Alex de Angelis et Lucio Cecchinello avec les pilotes de la course handisport

Un progetto sportivo e sociale

La convinzione del promotore, il sostegno della federazione francese di motociclismo e l'accettazione del progetto dalla Dorna permettono oggi a questo concetto di gare di accedere ad un'esposizione molto più ampia, il che non può che fare la gioia di questi motociclisti gravemente colpiti e che riassaporano la loro passione partecipando ad una vera e propria competizione.

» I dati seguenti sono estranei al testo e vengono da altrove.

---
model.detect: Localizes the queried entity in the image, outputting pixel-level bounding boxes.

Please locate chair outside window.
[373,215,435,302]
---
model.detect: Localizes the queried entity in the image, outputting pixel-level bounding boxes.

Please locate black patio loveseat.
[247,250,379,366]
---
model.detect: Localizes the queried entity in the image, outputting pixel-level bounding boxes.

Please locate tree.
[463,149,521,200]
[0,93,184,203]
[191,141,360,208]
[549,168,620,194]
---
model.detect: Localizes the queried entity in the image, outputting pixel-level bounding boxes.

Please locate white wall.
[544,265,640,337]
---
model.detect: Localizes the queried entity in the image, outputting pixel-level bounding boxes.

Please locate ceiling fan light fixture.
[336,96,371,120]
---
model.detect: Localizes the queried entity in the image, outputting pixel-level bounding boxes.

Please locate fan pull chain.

L'elenco degli iscritti è denso, con 32 piloti che rappresentano Francia, Italia, ma anche Australia, Colombia, Finlandia, Gran-Bretagna, Belgio e Spagna. Due classi sono previste, delle 600cc e delle 1000cc, con una grande varietà di modelli e, per ogni pilota, un equipaggiamento speciale.

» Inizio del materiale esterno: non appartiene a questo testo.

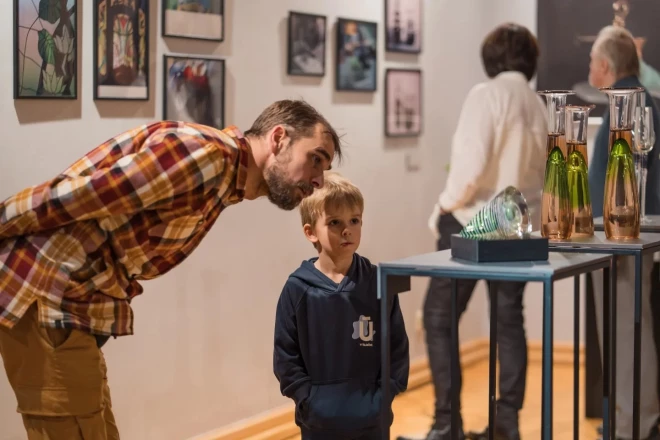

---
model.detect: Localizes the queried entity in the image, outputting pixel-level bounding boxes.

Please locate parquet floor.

Dopo le prove organizzate venerdì a partire dalle 17h10, la corsa inizierà sabato alle 17h30. Per aggiungere ancora un po' più di fascino all'evento, i piloti verranno schierati di fronte alla tribuna principale per una partenza in uno stile più da endurance che da Gran Premio, affinché coloro che non possono usare le loro gambe siano aiutati dal loro team per iniziare il giro di riscaldamento. La corsa debutterà poi con una partenza lanciata e coprirà otto giri. Il vincitore verrà deciso in base ai tempi di gara messi in rapporto con ogni singolo caso, sulla base di un coefficiente legato al grado di disabilità.

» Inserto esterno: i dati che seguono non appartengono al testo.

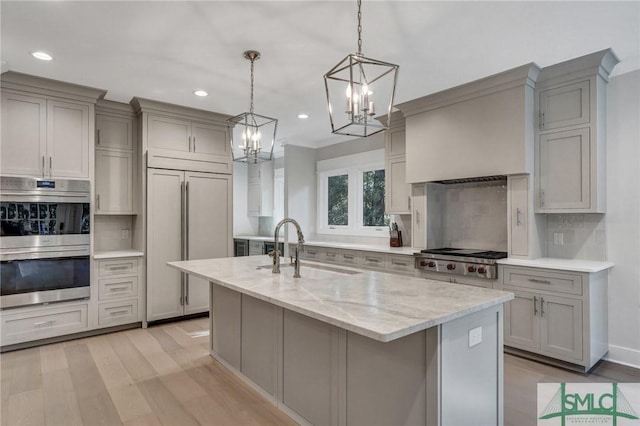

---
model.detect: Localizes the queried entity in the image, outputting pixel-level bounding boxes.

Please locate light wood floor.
[0,318,640,426]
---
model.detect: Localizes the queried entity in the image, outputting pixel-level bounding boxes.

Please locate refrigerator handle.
[184,181,189,260]
[180,182,185,260]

Marco Melandri et Emiliano Malagoli avec les pilotes de la course handisport

Lucio Cecchinello è convinto "dall'importanza che ha questo progetto per la collettività", come spiega a Motorsport.com, sicuro che le persone disabili possono essere spinte "a lottare, a combattere, a trovare delle maniere per realizzare i propri sogni" grazie all'esempio dato da questi ragazzi. L'ex pilota prosegue: "Dietro, secondo me, c'è un messaggio molto importante di forza, un messaggio di speranza, un messaggio di entusiasmo dato a tante persone che magari hanno subito delle disabilità e cadono in depressione. Qui abbiamo proprio l'esempio di ragazzi straordinari che hanno voluto reagire e lottare contro la sfortuna che li ha messo di fronte il destino".

Per Emiliano Maragoli, sempre accompagnato dal suo grande sorriso, il pubblico di Le Mans saprà anche godersi lo spettacolo offerto da questa gara al di là del simbolo di un tale progetto: "E' importante il messaggio che noi portiamo, però siamo convinti che porteremo anche veramente una bella dimostrazione agonistica perché il livello dei piloti più forti è molto alto. Perciò penso che il pubblico si divertirà molto a vedere la gara perché ci sarà molta lotta per le prime posizioni, specialmente nei primi giri".

E con il fatto che il Gran Premio di Francia aspetta un numero record di spettattori quest'anno, saranno sicuramente numerosissimi ad applaudire venerdì e sabato quesi piloti un po' speciali, abituati a battagliare almeno quanto i loro colleghi dell'elite, se non di più.